Summary:

  • S&P lifts Portugal credit rating to an investment level for the first time since January 2012
  • Portugal 10Y yield plunges 27bps on the report, the spread to German bund narrows
  • Euro are growth could benefit from higher Portugal’s investment grade assigned by S&P

Standard&Poors decided to lift the Portuguese credit rating to an investment grade on Friday for the first time since January 2012. Consequently, the country got out of the junk rating which was announced when Portugal was going through a bailout program provided by the European Union and the International Monetary Fund.  Along with lifting the rating from BB+ to BBB-, the S&P raised its economic growth forecasts for the country which appears to be in line with projections provided by the Bank of Portugal suggesting acceleration of growth to 2.5% this year.

In effect, the Portuguese 10Y yield has collapsed immediately after the opening and it’s now trading as much as 27 basis points lower compared to the Friday’s close.
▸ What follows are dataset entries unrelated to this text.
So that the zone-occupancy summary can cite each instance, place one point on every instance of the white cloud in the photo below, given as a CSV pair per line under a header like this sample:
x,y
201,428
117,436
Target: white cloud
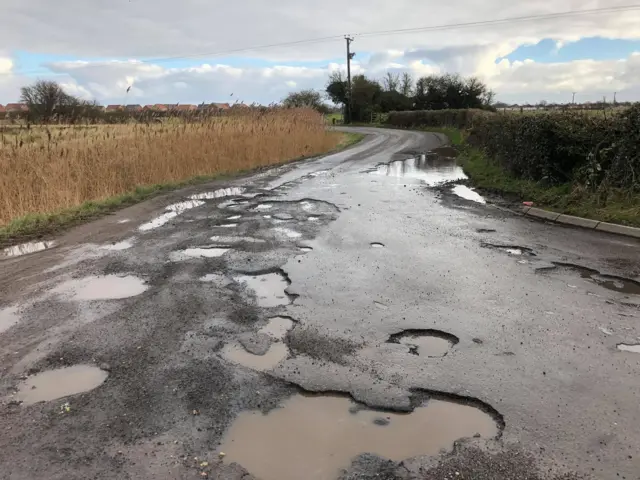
x,y
129,29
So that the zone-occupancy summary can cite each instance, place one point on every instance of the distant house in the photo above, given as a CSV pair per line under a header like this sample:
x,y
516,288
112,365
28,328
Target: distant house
x,y
185,108
220,106
133,108
16,107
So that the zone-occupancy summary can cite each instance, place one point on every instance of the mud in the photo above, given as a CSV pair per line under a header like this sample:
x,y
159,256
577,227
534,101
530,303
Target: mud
x,y
623,347
277,352
315,436
610,282
56,384
108,287
428,343
269,288
26,248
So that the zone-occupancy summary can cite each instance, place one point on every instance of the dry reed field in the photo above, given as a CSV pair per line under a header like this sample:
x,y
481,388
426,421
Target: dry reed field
x,y
49,168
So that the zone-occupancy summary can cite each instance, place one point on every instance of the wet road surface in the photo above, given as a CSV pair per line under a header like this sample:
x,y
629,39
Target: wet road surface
x,y
347,317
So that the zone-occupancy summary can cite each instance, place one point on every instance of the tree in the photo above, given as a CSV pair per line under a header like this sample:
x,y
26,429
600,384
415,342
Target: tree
x,y
44,97
337,88
406,84
391,82
305,98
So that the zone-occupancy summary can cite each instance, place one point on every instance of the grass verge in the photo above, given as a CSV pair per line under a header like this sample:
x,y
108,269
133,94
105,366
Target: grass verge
x,y
613,206
38,225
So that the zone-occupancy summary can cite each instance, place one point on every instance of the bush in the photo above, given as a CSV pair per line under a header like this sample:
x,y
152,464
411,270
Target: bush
x,y
462,119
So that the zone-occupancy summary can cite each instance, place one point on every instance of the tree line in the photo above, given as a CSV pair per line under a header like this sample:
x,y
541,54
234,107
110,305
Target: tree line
x,y
395,92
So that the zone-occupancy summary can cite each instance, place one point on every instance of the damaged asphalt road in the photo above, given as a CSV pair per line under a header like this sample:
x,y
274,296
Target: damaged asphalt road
x,y
345,317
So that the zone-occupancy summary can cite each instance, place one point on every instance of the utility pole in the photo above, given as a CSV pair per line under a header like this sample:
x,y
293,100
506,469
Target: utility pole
x,y
350,55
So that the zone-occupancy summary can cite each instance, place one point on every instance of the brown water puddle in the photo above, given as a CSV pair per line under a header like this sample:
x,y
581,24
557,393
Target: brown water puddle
x,y
428,343
312,437
260,363
54,384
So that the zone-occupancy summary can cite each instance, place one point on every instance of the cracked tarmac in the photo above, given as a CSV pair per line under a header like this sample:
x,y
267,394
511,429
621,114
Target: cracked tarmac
x,y
319,285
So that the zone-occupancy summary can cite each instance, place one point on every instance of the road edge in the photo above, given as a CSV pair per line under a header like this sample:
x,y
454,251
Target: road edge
x,y
45,225
581,222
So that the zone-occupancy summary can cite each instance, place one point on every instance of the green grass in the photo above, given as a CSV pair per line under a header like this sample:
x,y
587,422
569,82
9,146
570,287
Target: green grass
x,y
40,224
611,206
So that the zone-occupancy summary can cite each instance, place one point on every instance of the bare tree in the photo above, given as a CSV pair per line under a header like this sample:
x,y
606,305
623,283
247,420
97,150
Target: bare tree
x,y
44,97
391,82
406,84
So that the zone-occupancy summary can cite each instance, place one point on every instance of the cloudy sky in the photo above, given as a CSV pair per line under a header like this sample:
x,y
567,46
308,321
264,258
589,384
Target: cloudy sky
x,y
193,51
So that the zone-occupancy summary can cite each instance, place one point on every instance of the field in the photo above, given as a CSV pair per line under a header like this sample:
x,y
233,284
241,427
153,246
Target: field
x,y
53,173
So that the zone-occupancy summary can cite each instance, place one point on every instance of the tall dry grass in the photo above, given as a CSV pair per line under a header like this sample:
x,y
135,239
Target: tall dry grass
x,y
47,168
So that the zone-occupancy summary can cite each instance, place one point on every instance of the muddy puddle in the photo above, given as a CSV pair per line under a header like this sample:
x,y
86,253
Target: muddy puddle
x,y
426,343
172,211
467,193
63,382
623,347
118,246
8,318
107,287
287,232
313,437
277,352
220,193
609,282
430,169
26,248
201,252
268,288
277,327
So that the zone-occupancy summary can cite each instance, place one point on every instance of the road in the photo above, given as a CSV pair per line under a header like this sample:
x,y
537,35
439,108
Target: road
x,y
284,324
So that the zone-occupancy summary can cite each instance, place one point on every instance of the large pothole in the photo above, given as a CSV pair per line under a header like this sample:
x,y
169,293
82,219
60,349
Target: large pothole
x,y
269,288
315,436
107,287
55,384
428,343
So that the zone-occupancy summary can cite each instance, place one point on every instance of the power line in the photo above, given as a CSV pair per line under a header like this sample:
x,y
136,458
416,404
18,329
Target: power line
x,y
449,26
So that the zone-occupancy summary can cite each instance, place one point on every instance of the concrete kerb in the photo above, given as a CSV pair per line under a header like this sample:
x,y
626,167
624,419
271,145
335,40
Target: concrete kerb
x,y
581,222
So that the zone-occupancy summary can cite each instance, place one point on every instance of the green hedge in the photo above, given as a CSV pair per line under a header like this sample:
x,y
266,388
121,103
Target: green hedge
x,y
552,148
462,119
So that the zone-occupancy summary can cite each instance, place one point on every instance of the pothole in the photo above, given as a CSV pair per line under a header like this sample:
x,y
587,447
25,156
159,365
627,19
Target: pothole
x,y
118,246
277,352
515,250
467,193
269,288
287,232
220,193
201,252
63,382
277,327
107,287
26,248
610,282
172,211
263,206
428,343
430,169
629,348
315,436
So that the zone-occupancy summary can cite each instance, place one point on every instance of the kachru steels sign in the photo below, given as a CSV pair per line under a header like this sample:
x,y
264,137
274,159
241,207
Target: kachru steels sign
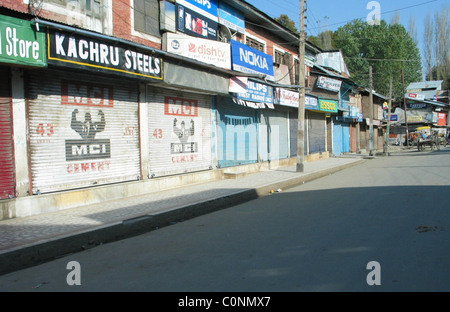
x,y
78,51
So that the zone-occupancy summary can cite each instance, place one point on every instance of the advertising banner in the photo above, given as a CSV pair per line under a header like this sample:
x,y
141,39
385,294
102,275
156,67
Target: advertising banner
x,y
248,60
68,49
328,106
286,98
195,24
257,92
207,8
207,51
311,103
20,43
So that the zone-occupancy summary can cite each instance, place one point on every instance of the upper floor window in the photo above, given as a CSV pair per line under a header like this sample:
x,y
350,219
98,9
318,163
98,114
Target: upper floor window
x,y
255,44
283,58
88,14
146,17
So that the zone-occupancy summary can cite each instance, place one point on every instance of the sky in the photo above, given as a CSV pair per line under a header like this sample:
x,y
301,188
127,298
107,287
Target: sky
x,y
332,14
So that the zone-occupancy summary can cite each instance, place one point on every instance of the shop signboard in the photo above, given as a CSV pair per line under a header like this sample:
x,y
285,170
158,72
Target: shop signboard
x,y
329,84
74,50
207,8
231,18
286,98
249,60
257,92
328,106
311,103
195,24
20,43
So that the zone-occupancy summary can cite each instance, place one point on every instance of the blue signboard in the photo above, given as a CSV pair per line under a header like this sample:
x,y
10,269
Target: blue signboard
x,y
248,60
257,92
311,102
206,7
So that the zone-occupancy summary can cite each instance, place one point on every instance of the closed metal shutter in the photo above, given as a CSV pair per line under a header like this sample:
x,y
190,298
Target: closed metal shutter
x,y
316,132
345,137
179,132
237,133
274,135
83,130
7,173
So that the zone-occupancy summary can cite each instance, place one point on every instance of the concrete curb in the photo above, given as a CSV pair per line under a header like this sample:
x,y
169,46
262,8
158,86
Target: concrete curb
x,y
57,247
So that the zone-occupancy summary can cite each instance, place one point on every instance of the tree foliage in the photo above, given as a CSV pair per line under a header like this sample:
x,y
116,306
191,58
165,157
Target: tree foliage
x,y
389,49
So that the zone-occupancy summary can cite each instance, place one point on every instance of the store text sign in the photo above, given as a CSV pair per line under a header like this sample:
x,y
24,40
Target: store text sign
x,y
78,51
20,43
328,106
249,60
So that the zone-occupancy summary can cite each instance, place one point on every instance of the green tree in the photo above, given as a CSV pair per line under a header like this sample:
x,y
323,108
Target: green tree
x,y
287,22
389,49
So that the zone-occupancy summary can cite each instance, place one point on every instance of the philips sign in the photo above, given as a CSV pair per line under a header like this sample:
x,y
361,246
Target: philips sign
x,y
248,60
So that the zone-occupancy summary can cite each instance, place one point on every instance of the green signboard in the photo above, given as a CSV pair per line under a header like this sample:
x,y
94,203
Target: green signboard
x,y
20,43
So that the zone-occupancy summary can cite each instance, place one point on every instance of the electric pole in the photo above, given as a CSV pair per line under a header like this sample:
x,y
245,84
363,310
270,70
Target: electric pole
x,y
302,90
371,113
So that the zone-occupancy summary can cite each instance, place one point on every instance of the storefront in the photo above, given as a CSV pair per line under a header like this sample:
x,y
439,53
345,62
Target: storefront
x,y
7,174
180,136
237,133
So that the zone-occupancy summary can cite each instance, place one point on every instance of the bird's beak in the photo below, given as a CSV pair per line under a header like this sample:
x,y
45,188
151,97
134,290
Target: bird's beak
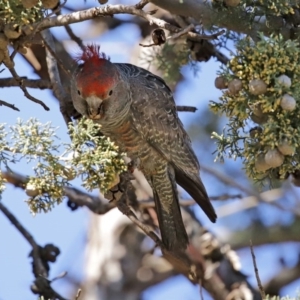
x,y
94,105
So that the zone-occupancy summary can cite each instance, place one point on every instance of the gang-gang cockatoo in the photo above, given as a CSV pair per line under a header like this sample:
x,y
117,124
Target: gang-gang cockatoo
x,y
137,111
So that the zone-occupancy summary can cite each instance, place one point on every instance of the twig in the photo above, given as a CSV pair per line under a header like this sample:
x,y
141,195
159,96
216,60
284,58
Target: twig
x,y
23,88
186,108
46,40
249,202
58,90
19,226
74,37
249,191
31,83
261,289
198,37
182,32
12,106
40,271
141,4
78,294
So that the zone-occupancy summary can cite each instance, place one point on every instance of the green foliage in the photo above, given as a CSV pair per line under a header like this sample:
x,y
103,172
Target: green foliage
x,y
266,60
95,157
169,58
276,7
12,11
90,156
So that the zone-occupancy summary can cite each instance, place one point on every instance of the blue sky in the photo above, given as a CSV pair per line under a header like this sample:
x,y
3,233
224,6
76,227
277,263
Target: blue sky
x,y
67,229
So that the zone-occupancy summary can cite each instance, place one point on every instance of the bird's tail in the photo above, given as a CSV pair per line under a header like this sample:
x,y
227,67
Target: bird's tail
x,y
165,194
194,186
Furthermore, the spread to the German bund has plunged to the lowest since January 2016. There is no doubt that looser financing conditions should act in favor of the ongoing economic improvement. According to Portugal’s finance minister Mario Centeno, an upgrade made by S&P could attract a broader array of investors to spur lower borrowing costs both for the government and corporations.

link do file download linkPortugal has marked second best economic upturn since 2012 and it stacks up quite well against its peers (PIGS). Source: Bloomberg

Portugal has now the investment rating both from S&P and DBRS which secures the country to be eligible for the ECB’s bond buying program. Notice, that Fitch and Moody’s haven’t chosen to change their ratings as of yet. However, both agencies have raised the outlook for Portugal from stable to positive which could foretell an impending upgrade as far as the rating is concerned.

Given that the European Central Bank is slowly gearing up for a reduction of purchases of bonds, looser financing conditions in Portugal could help the Portuguese central bank to meet its GDP forecast this year. On top of that, lower yields might appease a potential adverse impact stemming from lower purchases of bonds by the ECB. Having said that, the euro area could benefit from an upgrade of the Portugal rating which in turn might make the Governing Council more resilient to the stronger euro.